Personal information
- Born: July 22, 1981 (age 44) Metairie, Louisiana, U.S.
- Height: 6 ft 1 in (1.85 m)
- Weight: 193 lb (88 kg)

Career information
- High school: East St. John (Reserve, Louisiana)
- College: Tulane (2000–2004)
- NFL draft: 2005: undrafted

Career history
- Tennessee Titans (2005)*; BC Lions (2006);
- * Offseason and/or practice squad member only

= Chris Bush (gridiron football) =

American gridiron football player (born 1981)

Chris Bush (born July 22, 1981) is an American former football wide receiver. He played college football for the Tulane Green Wave, and professionally for the BC Lions of the Canadian Football League (CFL).

==Biography==
Bush was born in Metairie, Louisiana and attended East St. John High School in Reserve, Louisiana. He was named All-River Parish while catching 94 passes for 1,260 yards and 35 touchdowns. He was also All-State in both long jump and triple jump.

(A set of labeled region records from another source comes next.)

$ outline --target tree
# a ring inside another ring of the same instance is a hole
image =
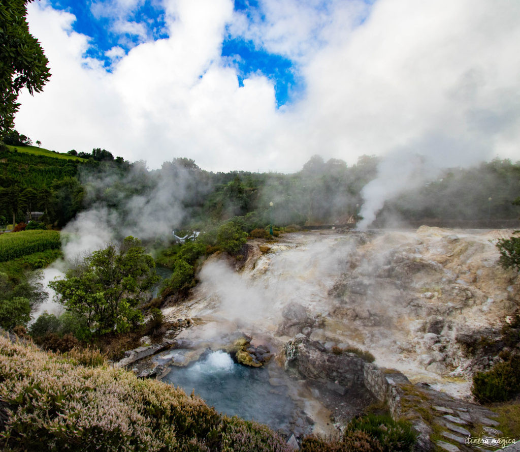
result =
[[[515,231],[516,234],[519,233],[519,231]],[[520,237],[500,238],[497,247],[500,252],[499,261],[502,266],[520,271]]]
[[[50,77],[49,61],[38,40],[29,33],[25,19],[33,0],[3,0],[0,3],[0,140],[12,127],[25,87],[40,92]]]
[[[114,329],[125,332],[142,321],[138,306],[159,281],[154,268],[140,241],[129,236],[119,245],[94,252],[68,270],[65,279],[49,285],[68,310],[85,316],[96,335]]]

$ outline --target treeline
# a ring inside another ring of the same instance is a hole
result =
[[[82,160],[2,147],[0,222],[25,221],[26,212],[37,211],[44,212],[44,223],[61,227],[95,204],[115,209],[123,222],[135,222],[145,215],[132,202],[137,197],[163,203],[148,214],[152,216],[180,202],[182,219],[171,225],[176,229],[207,229],[248,215],[260,219],[262,226],[344,224],[359,218],[362,189],[376,176],[379,164],[373,156],[362,156],[351,166],[315,156],[293,174],[213,173],[188,158],[149,170],[142,162],[130,164],[101,148],[69,154]],[[396,217],[426,223],[515,219],[520,211],[512,202],[519,193],[520,162],[496,159],[473,168],[447,169],[436,180],[387,202],[376,223],[384,225],[386,219]]]

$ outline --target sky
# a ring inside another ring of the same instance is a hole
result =
[[[517,0],[41,0],[48,149],[291,172],[313,155],[520,159]],[[397,159],[396,161],[399,161]]]

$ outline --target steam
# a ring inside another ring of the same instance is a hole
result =
[[[301,240],[306,242],[304,246],[282,245],[289,249],[276,258],[261,256],[251,272],[238,273],[217,259],[204,264],[199,275],[200,290],[217,299],[218,316],[231,322],[228,328],[252,331],[277,325],[283,308],[293,303],[326,313],[327,293],[346,271],[355,244],[335,236]],[[220,331],[227,332],[231,331]]]
[[[172,226],[189,215],[184,202],[207,188],[193,186],[190,170],[175,162],[151,172],[140,162],[124,172],[108,167],[93,174],[85,172],[81,179],[91,207],[63,229],[68,262],[128,235],[166,240]]]

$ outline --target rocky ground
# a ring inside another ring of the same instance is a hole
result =
[[[520,280],[498,265],[495,246],[512,232],[329,230],[249,242],[240,260],[209,259],[191,296],[163,310],[170,321],[192,324],[175,338],[181,349],[162,364],[183,365],[200,356],[193,350],[225,348],[237,332],[249,335],[252,349],[260,346],[275,355],[268,366],[274,390],[298,400],[299,433],[313,425],[330,433],[334,422],[375,400],[362,384],[345,379],[345,369],[364,368],[348,350],[368,350],[375,364],[402,375],[405,387],[438,408],[427,411],[444,429],[434,429],[438,445],[465,450],[459,440],[467,425],[472,433],[479,423],[493,426],[490,412],[466,406],[471,376],[499,359],[484,353],[485,344],[518,308]],[[316,353],[306,361],[303,354],[294,365],[287,344],[297,335]],[[280,378],[288,372],[289,380]],[[474,414],[480,417],[466,419]]]

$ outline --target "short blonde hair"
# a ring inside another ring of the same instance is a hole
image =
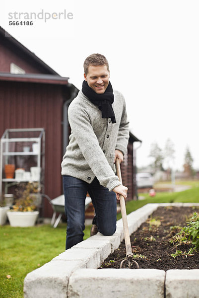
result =
[[[108,72],[110,72],[107,59],[101,54],[92,54],[86,58],[83,64],[83,69],[84,74],[86,75],[88,74],[88,67],[90,65],[93,65],[94,66],[106,65]]]

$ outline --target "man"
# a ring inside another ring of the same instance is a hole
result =
[[[106,58],[99,54],[84,63],[82,89],[68,108],[71,129],[62,163],[67,217],[66,249],[83,240],[87,192],[95,216],[91,235],[112,235],[116,228],[116,198],[128,188],[115,175],[115,161],[127,153],[129,138],[125,99],[113,91]]]

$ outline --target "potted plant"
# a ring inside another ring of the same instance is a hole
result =
[[[15,204],[7,213],[11,226],[33,226],[39,215],[37,182],[19,183],[16,189]]]

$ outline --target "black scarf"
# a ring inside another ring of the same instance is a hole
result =
[[[112,105],[114,101],[114,95],[110,81],[105,92],[102,94],[98,94],[88,86],[87,81],[84,80],[82,91],[92,103],[98,106],[99,109],[102,112],[102,118],[110,118],[112,123],[116,123],[114,111]]]

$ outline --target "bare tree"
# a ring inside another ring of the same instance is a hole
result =
[[[174,153],[174,144],[170,139],[168,138],[166,141],[164,149],[164,157],[167,168],[173,167],[175,159]]]
[[[149,157],[152,157],[153,159],[151,166],[154,169],[154,172],[162,168],[164,157],[162,149],[159,147],[156,142],[151,144]]]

Bush played college football at Tulane University as a wide receiver. In his final year there, he started 20 games for Tulane catching 37 passes for an average of 18 yards per reception. After college, Bush was signed by the Tennessee Titans of the National Football League as an undrafted free agent, but was released in August 2005. He subsequently signed with the BC Lions of the Canadian Football League (CFL) in May 2006. He dressed in four games for the Lions during the 2006 CFL season before being released in August 2006.